Ask HN: What to do with ultra tight API terms?
I'm thinking about mashing up (old term I know) two services but I ran into a roadblock when I came across Yelp's ToS. The lawyers drew this thing up so tight I can't figure out any legitimate use of their API and have come across seemingly conflicting clauses. Take a look, its good for a laugh http://www.yelp.com/developers/getting_started/api_terms.
My question is, what have your experiences been with approaching companies about their API terms? Is there a good way to approach it? Obviously my biggest fear is spending the time to develop the service only to have them shut it done. I "love" clause 6D: "You agree that you will not, and will not assist or enable others to: use the API on behalf of any third party;" So in other words, no one can use the API except to get Yelp information about themselves. What a fucking joke. The spirit of that is most likely: "You won't resell or grant your access to the API to other people, or allow someone else to to resell or grant access to the API." Not generally the content you're getting from the API (although you wouldn't be selling or providing that to others, either, you'd be creating some derivative of it). Well that may be YOUR spirit but for YELP'S spirit I have to rely on the language in the TOS. I say this as a developer building a product in which yelp's reviews are directly useful. Which is why it behooves you to contact them and get clarification, exception, etc. The same rules don't apply to everyone equally if you can make the right case.

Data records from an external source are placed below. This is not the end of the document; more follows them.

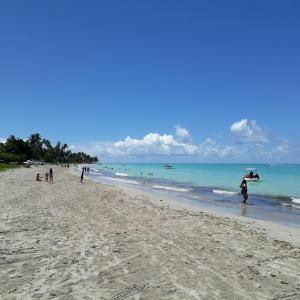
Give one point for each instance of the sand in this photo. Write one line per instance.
(93, 241)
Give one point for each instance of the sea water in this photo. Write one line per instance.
(276, 197)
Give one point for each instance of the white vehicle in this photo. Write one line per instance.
(251, 174)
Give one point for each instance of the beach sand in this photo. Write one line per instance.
(92, 241)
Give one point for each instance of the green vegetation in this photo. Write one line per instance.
(37, 148)
(4, 167)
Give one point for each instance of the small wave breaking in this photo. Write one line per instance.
(172, 188)
(295, 200)
(122, 174)
(228, 193)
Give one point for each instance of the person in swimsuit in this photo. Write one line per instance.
(51, 176)
(81, 177)
(244, 191)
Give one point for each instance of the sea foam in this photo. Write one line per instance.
(171, 188)
(121, 174)
(296, 200)
(220, 192)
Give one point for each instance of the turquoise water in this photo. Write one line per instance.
(276, 180)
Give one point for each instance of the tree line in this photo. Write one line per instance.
(38, 148)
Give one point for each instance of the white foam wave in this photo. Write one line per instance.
(295, 200)
(295, 206)
(220, 192)
(291, 205)
(95, 173)
(121, 174)
(171, 188)
(121, 180)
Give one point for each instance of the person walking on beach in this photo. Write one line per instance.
(51, 176)
(46, 177)
(81, 177)
(244, 191)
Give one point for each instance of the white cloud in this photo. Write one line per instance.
(247, 131)
(155, 144)
(182, 133)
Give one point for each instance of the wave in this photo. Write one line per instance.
(291, 205)
(121, 174)
(121, 180)
(295, 200)
(220, 192)
(171, 188)
(95, 173)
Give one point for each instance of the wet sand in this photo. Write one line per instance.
(93, 241)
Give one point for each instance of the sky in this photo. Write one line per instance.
(180, 81)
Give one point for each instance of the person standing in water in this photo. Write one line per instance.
(51, 176)
(81, 177)
(244, 191)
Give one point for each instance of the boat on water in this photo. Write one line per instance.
(251, 174)
(168, 166)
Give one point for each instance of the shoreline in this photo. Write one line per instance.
(275, 230)
(268, 210)
(72, 240)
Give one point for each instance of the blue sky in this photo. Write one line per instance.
(92, 73)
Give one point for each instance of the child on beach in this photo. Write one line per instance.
(244, 191)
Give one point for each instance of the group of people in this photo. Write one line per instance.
(48, 176)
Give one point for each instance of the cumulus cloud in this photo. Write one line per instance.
(210, 148)
(155, 144)
(247, 131)
(182, 133)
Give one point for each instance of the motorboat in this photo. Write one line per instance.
(168, 166)
(251, 174)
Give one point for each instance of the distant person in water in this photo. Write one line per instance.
(51, 176)
(244, 191)
(81, 177)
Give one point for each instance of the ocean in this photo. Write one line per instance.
(276, 197)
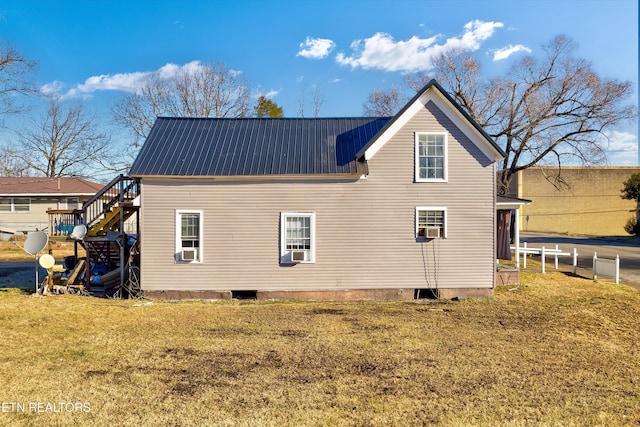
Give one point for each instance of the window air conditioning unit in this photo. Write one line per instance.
(298, 256)
(433, 233)
(189, 254)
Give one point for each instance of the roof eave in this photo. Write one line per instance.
(497, 152)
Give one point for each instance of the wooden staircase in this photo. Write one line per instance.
(111, 242)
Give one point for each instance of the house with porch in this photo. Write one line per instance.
(24, 201)
(320, 208)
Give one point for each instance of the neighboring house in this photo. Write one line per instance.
(583, 201)
(320, 208)
(24, 201)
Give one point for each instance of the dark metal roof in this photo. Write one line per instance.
(188, 147)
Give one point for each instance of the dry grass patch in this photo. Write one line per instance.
(557, 350)
(11, 252)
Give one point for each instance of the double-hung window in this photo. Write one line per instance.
(431, 223)
(188, 236)
(431, 157)
(15, 204)
(297, 237)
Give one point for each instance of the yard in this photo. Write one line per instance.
(556, 350)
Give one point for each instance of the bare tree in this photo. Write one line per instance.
(549, 110)
(15, 71)
(11, 164)
(64, 142)
(382, 102)
(317, 99)
(204, 91)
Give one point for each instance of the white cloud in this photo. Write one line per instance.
(622, 148)
(509, 50)
(269, 94)
(622, 141)
(313, 48)
(124, 82)
(382, 52)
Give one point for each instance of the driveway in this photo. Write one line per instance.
(629, 252)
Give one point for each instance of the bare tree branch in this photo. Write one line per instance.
(554, 106)
(64, 142)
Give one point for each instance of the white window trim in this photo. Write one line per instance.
(178, 230)
(416, 165)
(285, 256)
(431, 208)
(12, 205)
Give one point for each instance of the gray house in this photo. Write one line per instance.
(339, 208)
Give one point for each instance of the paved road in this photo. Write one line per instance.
(605, 248)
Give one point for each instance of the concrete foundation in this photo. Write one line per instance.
(321, 295)
(507, 276)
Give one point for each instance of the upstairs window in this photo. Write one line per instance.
(15, 204)
(431, 223)
(297, 237)
(188, 236)
(431, 157)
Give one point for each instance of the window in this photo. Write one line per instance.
(431, 157)
(8, 204)
(188, 236)
(297, 237)
(431, 223)
(72, 203)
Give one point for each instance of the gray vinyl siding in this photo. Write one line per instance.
(364, 227)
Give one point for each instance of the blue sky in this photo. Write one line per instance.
(99, 50)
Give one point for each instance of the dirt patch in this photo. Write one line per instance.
(22, 277)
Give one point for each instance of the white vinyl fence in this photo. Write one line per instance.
(544, 253)
(606, 267)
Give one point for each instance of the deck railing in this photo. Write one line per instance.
(62, 221)
(121, 189)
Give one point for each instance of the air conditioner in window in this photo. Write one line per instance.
(298, 256)
(189, 254)
(433, 233)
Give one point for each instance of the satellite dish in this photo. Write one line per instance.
(36, 242)
(79, 231)
(47, 261)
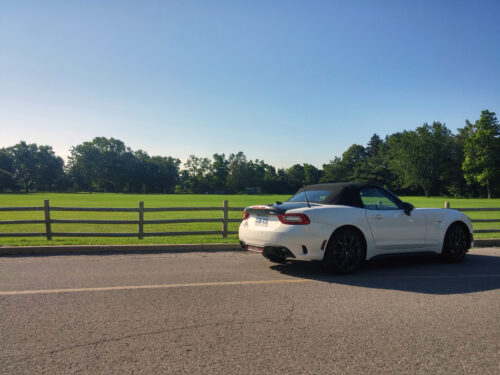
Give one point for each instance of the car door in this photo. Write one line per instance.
(391, 227)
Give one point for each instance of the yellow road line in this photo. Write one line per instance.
(157, 286)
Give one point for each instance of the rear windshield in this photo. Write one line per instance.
(317, 196)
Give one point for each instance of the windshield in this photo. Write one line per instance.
(316, 196)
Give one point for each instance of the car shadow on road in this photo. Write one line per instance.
(419, 274)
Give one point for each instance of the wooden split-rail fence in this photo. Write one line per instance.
(140, 222)
(141, 210)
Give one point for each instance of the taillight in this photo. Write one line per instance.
(294, 219)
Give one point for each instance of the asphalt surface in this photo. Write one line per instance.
(237, 313)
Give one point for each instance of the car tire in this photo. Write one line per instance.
(455, 244)
(276, 259)
(345, 252)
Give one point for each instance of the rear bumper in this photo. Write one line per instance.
(294, 242)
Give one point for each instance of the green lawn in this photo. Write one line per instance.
(165, 200)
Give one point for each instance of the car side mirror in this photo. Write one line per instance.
(408, 207)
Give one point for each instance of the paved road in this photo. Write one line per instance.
(236, 313)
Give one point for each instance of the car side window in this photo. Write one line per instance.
(376, 199)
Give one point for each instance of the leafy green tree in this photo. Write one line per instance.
(36, 167)
(239, 173)
(7, 181)
(420, 157)
(219, 172)
(24, 156)
(198, 174)
(482, 151)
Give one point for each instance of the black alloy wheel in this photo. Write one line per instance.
(345, 252)
(456, 244)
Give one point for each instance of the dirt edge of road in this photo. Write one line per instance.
(83, 249)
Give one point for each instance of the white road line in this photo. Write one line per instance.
(157, 286)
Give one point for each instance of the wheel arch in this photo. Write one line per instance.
(464, 226)
(354, 228)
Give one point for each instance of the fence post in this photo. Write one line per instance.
(48, 228)
(224, 219)
(141, 220)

Simply displaying their content is not likely to get a pass, but having a way to brand it well and drive new content creation often will. Use APIs in ways that add value to the provider (i.e. you're paying them or adding value for their users). If it's in their interest to keep you alive then then they're most likely to keep the API going. Sometimes the terms might be more restrictive than is actually enforced. Doesn't really help with your fear, but if you avoid undermining them in every way you can, it's probably less likely that they'll try to cut you off. Having a backup plan (Google Local API?) probably isn't a bad idea, though. Contacting them is your best option. Find some one to talk to, explain what you'd like to do, and how the terms restrict you, and see if you can't find a way to have an exception, clarification, or some other way around it.